Pour célébrer le demi-siècle de la conquête de la Lune, Vincent Fournier expose sa vision d’un futur immédiat et d’un présent parallèle dans de troublantes photographies où la science vient chatouiller les consciences pour le plaisir de l’âme. Ignition !
Lorsqu’on est né après que l’Homme a posé le pied sur la Lune, l’utopie spatiale est-elle encore possible ?
V.F. : Découvrir notre Terre vue du ciel, si vulnérable, a produit une rupture épistémologique et a contribué à développer une conscience écologique. Le rêve s’est depuis un peu essoufflé, la NASA a perdu de son influence. Et puis Mars est devenu la nouvelle Lune… En fait, cette utopie est éternelle et se perpétue. Un peu comme la quête de la connaissance : on commence à ôter une écorce, on en retrouve une autre et ainsi de suite…
Pour Cocteau, le cinéma imprimait la mort au travail. Et vous, est-ce la science que vous capturez ?
Je ne saurais dire… La science vient nourrir l’imaginaire de mon travail, mais je ne suis pas scientifique – plutôt entre Kubrick et Tati ! La science me fascine pour sa résonance avec notre imaginaire et sa capacité fictionnelle ; pour le sérieux qu’elle me permet de mélanger au ludique. Mais je ne suis pas reporter et mes images sont ouvertes : je pose des questions, elles laissent
de la place pour que les gens qui sont devant se racontent leurs histoires. Elles restent dans le mystère – la création artistique est quand même liée au mystère…
En somme, vous scrutez les mutations de notre temps…

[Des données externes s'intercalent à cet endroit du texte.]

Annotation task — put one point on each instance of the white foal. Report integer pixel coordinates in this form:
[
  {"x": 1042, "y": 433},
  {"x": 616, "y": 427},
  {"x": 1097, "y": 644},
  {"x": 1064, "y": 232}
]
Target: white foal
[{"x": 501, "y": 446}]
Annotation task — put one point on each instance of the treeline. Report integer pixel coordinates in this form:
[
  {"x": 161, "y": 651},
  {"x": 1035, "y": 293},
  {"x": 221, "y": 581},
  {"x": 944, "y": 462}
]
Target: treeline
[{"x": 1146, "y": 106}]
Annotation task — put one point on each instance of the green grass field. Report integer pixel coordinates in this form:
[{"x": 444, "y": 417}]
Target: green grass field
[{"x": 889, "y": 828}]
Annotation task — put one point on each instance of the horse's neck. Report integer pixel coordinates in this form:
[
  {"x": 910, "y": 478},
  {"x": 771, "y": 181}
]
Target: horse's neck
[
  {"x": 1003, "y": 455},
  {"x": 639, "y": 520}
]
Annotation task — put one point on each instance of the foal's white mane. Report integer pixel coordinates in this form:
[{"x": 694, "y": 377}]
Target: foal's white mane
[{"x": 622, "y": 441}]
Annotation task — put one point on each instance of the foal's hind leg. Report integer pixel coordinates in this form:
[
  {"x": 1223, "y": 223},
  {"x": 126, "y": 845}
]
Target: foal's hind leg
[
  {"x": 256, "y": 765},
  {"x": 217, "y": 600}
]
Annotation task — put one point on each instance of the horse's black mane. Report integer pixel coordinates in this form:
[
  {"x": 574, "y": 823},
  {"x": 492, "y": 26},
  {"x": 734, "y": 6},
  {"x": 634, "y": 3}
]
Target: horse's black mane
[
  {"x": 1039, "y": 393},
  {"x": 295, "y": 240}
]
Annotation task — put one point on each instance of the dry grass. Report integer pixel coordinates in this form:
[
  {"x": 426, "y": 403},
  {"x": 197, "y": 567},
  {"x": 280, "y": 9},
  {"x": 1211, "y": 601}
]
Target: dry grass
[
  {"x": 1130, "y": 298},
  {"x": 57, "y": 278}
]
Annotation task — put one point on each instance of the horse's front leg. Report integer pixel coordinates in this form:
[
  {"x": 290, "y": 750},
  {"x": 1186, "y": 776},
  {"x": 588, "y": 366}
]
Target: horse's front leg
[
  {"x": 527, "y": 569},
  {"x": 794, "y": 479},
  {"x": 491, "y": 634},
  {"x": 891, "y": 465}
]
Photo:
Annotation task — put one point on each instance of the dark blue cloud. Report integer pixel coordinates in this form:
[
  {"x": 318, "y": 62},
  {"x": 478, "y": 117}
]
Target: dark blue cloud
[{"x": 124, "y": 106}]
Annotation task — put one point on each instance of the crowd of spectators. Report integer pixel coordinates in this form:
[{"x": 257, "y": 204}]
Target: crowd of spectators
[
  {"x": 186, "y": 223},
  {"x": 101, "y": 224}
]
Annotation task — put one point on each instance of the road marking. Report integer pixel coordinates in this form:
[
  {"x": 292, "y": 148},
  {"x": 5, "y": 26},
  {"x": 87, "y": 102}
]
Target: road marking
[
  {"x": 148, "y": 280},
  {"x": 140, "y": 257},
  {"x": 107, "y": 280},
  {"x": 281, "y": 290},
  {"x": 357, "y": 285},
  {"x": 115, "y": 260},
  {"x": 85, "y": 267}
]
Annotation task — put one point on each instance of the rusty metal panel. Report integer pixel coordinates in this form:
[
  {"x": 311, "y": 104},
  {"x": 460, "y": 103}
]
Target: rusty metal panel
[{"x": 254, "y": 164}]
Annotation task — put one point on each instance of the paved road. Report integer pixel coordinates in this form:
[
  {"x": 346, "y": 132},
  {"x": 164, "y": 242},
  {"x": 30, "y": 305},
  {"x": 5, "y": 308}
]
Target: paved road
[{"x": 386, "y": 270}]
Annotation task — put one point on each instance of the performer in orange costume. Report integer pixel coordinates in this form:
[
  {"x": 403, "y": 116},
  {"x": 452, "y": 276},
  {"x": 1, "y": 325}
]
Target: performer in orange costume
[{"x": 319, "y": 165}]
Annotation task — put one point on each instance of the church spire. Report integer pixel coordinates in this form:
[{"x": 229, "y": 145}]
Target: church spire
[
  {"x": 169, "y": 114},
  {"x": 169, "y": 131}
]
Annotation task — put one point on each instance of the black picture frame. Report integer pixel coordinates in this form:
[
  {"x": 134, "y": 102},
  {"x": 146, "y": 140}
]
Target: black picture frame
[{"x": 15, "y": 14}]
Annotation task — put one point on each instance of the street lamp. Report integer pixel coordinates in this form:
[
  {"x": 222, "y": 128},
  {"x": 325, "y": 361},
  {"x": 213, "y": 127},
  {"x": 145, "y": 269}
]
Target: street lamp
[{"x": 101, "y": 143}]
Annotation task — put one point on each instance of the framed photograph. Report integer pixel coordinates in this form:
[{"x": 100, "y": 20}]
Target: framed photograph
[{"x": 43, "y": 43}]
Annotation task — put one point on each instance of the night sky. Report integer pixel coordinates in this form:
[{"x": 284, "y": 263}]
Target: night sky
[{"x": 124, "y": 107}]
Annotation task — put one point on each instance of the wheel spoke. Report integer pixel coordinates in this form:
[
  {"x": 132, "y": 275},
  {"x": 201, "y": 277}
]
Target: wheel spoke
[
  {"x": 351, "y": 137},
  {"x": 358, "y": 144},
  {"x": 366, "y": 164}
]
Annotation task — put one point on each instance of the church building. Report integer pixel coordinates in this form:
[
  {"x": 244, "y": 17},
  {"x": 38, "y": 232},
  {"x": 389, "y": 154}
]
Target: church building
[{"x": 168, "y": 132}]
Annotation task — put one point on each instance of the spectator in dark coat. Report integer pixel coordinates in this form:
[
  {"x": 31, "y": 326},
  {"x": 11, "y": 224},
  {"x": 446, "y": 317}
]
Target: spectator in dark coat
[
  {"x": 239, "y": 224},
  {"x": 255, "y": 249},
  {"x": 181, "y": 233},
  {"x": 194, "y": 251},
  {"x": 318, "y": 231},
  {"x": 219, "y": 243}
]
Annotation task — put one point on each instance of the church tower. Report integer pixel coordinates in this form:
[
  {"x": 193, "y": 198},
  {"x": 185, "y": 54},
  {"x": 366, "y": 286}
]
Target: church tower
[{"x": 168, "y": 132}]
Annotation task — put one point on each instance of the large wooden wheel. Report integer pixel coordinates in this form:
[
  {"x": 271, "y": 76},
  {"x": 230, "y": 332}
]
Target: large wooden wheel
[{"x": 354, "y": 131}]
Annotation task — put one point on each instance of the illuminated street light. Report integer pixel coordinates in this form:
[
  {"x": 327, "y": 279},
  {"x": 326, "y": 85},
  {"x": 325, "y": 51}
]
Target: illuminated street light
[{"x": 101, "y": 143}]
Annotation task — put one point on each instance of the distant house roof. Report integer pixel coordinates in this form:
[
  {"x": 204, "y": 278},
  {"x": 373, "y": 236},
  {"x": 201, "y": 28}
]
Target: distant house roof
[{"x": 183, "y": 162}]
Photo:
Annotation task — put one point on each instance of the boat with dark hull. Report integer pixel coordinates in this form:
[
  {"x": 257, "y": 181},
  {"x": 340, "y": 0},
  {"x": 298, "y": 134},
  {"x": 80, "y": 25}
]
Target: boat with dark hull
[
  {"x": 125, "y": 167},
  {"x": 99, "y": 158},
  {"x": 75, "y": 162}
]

D’une manière générale, les entre-deux (passé/futur, réel/imaginaire…) me plaisent, car ils sont générateurs d’esthétiques, de formes, mais aussi d’histoires, de fantasmes ou d’illusions. En jouant sur la perception du vrai et du faux, j’essaie de créer un équilibre un peu précaire dans mes images : elles sont documentaires, dans le sens où tout est vrai, mais aussi entièrement mises en scène, de manières cinématographiques, très picturales.
Vos images interrogent l’espace comme le temps : une combinaison d’astronaute évoque ainsi une atmosphère futuriste autant qu’elle renvoie au passé de la conquête spatiale…
J’aime mettre en perspective le futur d’un point de vue historique et en explorer l’archéologie, dans son âge d’or des années 1950-60. Ce « futur du passé » constitue l’un des éléments importants de mon travail – qui s’intéresse autant à l’envie de l’Homme d’aller dans l’espace, au désir de transformer le vivant, comme aux architectures utopiques. Parallèlement, je développe un présent avec des robots humanoïdes que je mets en scène comme s’ils faisaient déjà partie de notre quotidien dans des situations très familières.
Le futur correspond-il à celui auquel vous rêviez enfant ?
Dans les années 1980, le futur que l’on imaginait était parcouru de voitures volantes. Mais la grande révolution, Internet, est invisible. Si ce monde de l’immatériel m’intéresse également, j’ai entrepris ces travaux pour réactualiser et concrétiser des rêves d’enfant, avec une espèce de nostalgie liée à un futur qui ne serait pas arrivé.